The former Speaker of the House of Commons, John Bercow – not a man who is in the habit of handing out compliments – wrote of her that she had:
“by sheer force of personality, Parliamentary insistence and dogged commitment to the chamber, the committee, the procedures of the house…advanced her causes. It shows that it can be done. She has made one hell of an impact in the House.”
Tributes pour in
As the tributes pour in from colleagues of all political shades, it is clear that Lucas is not only held in enormous respect, but is also viewed with deep affection across the political spectrum. Steve Davis, convenor of the Green group on Brighton and Hove Council, describes her as “an unflinching beacon of hope to many people in the city and across the country.”
Ben Thomas, who stood in Kemptown Constituency in 2019 for the Liberal Democrats says:
“I remember Lucas visiting our politics society multiple times at Varndean College when I was a student there. Whatever my thoughts on the Green Party, I still believe she energised me and millions of others to be passionate about the climate emergency. Lucas has been a tireless environmental campaigner, a champion for refugees and a real stalwart for our city and for Pavilion.”
She will be sorely missed.
Caroline Lucas’s letter to her constituents:
Dear Brighton Pavilion residents and friends,
When I first stood to be your Member of Parliament back in 2010, I knew I was asking a lot of you. It was the closest election for a generation, in the midst of the worst recession since the war, and after people’s faith in politics had been trampled into the mud of the expenses scandal. Not the best time to come to people and ask them to take a risk and put their trust in a new kind of politics.
But on the day of the General Election in 2010, 16,238 people in Brighton did exactly that – and with the election of Britain’s first ever Green MP, together we made history. It has been the privilege of my life to serve this extraordinary constituency and community, both those who voted for me, and those who did not, ever since – and to see my majority increase at each of the subsequent three General Elections.
And when I think back over the past 13 years, my strongest emotion is deep gratitude. Thank you so much to all those who put your faith in me and put the politics of hope above the politics of fear. To every person who has stopped me on the bus and in the street to ask how I am and to share your personal stories, and who has offered encouragement as I have stood up in parliament to champion your concerns and to hold this government to account, thank you.

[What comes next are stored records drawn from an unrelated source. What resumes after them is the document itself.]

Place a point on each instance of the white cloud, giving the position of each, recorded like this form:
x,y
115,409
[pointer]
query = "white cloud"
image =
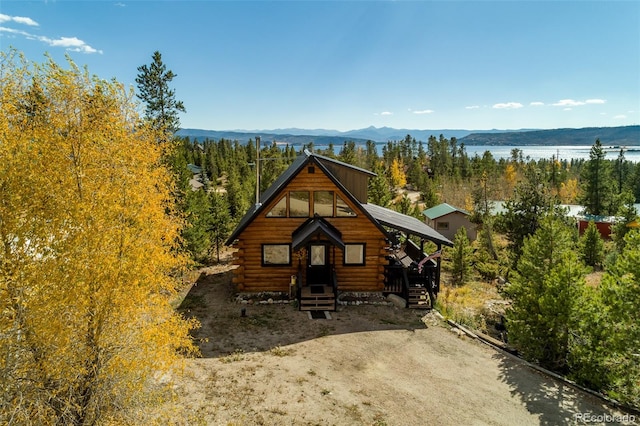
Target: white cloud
x,y
572,102
72,44
508,105
568,103
18,19
25,21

I love this city and its people, and I know how incredibly blessed I’ve been to have been given the opportunity to represent you, and to work alongside you. I have always prided myself on being, first and foremost, a good constituency MP. The people who have come to me in my regular surgeries are often desperate, feeling like they have nowhere else to turn – they’re looking for care and compassion not the tangled bureaucratic web that passes for a safety net, and that all too often just causes confusion and complication. I’ve done everything possible to help wherever I can and always worked to ensure that people feel heard, that their concerns matter, and that they are not alone.

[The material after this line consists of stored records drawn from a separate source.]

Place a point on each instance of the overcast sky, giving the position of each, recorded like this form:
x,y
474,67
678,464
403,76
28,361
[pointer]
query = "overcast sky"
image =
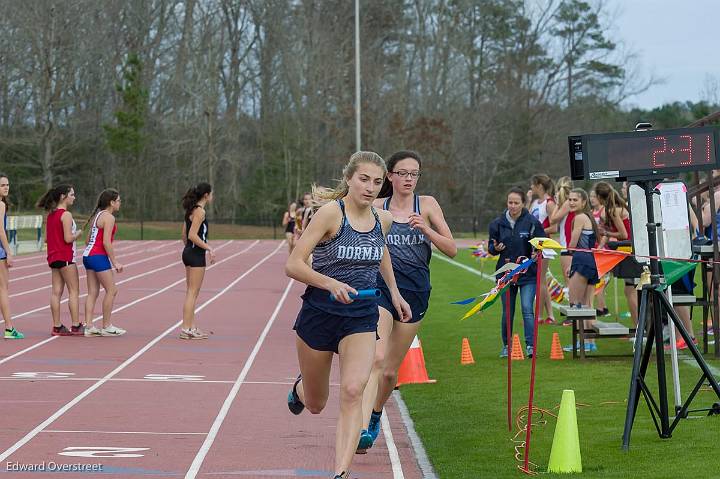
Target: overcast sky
x,y
676,40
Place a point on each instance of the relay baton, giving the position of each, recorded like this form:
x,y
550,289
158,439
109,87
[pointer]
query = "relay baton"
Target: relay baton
x,y
362,294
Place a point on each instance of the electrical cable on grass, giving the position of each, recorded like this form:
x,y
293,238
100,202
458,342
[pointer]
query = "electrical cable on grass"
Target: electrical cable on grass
x,y
521,425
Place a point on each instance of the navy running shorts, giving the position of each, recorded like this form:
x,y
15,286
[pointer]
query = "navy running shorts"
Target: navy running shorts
x,y
97,263
194,257
323,331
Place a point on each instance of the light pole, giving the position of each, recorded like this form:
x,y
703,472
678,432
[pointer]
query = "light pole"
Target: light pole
x,y
357,74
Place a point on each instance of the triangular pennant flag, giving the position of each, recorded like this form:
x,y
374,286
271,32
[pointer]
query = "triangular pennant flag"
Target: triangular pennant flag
x,y
605,260
464,301
505,267
674,270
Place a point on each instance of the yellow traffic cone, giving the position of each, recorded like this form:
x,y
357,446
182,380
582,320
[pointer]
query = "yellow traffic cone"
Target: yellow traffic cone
x,y
565,452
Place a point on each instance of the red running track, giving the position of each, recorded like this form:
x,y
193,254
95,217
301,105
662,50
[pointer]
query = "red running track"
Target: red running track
x,y
150,404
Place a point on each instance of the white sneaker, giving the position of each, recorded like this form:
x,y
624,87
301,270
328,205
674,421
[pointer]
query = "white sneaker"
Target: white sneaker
x,y
112,331
92,331
194,333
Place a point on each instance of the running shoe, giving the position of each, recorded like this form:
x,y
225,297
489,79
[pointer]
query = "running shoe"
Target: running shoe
x,y
374,426
61,331
112,330
294,404
13,334
364,443
93,332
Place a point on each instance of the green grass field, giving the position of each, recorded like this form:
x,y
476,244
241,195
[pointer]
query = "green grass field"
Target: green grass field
x,y
462,419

But the intensity of these constituency commitments, together with the particular responsibilities of being my Party’s sole MP, mean that, ironically, I’ve not been able to focus as much as I would like on the existential challenges that drive me – the Nature and Climate emergencies. I have always been a different kind of politician – as those who witnessed my arrest, court case and acquittal over peaceful protest at the fracking site in Balcombe nearly ten years ago will recall. And the truth is, as these threats to our precious planet become ever more urgent, I have struggled to spend the time I want on these accelerating crises. I have therefore decided not to stand again as your MP at the next election.

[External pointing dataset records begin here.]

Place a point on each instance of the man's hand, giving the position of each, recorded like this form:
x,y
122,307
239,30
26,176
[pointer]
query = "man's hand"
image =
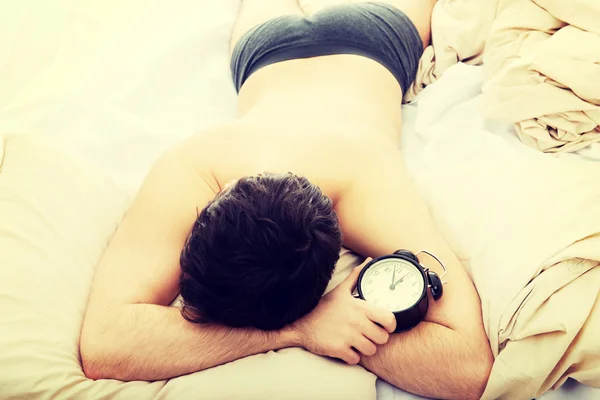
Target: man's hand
x,y
342,326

The reason I came into politics was to change things. Thirteen years ago it’s inconceivable that Parliament would have declared a climate emergency. And I’ve put issues like a universal basic income and a legal right to access nature on the political agenda; secured the first Parliamentary debate in a generation on drug law reform; and thanks to my work in Parliament, a Natural History GCSE will soon be on the syllabus. I have said the previously unsayable, only to see it become part of the mainstream, on coal, on the myth that endless economic growth makes us happier, on a Green New Deal.
My determination to trying to make change is stronger than ever. I look forward to having the time to explore ever more imaginative and creative ways of helping to make a liveable future a reality. Watch this space!
My heart will always be in this most special city, and with the inspiring communities and individuals I’ve been privileged to get to know. On election night 2010, I pledged that I would do my very best to do you proud. I can only hope that – whether you voted for me or not – you will judge that that is what I have done.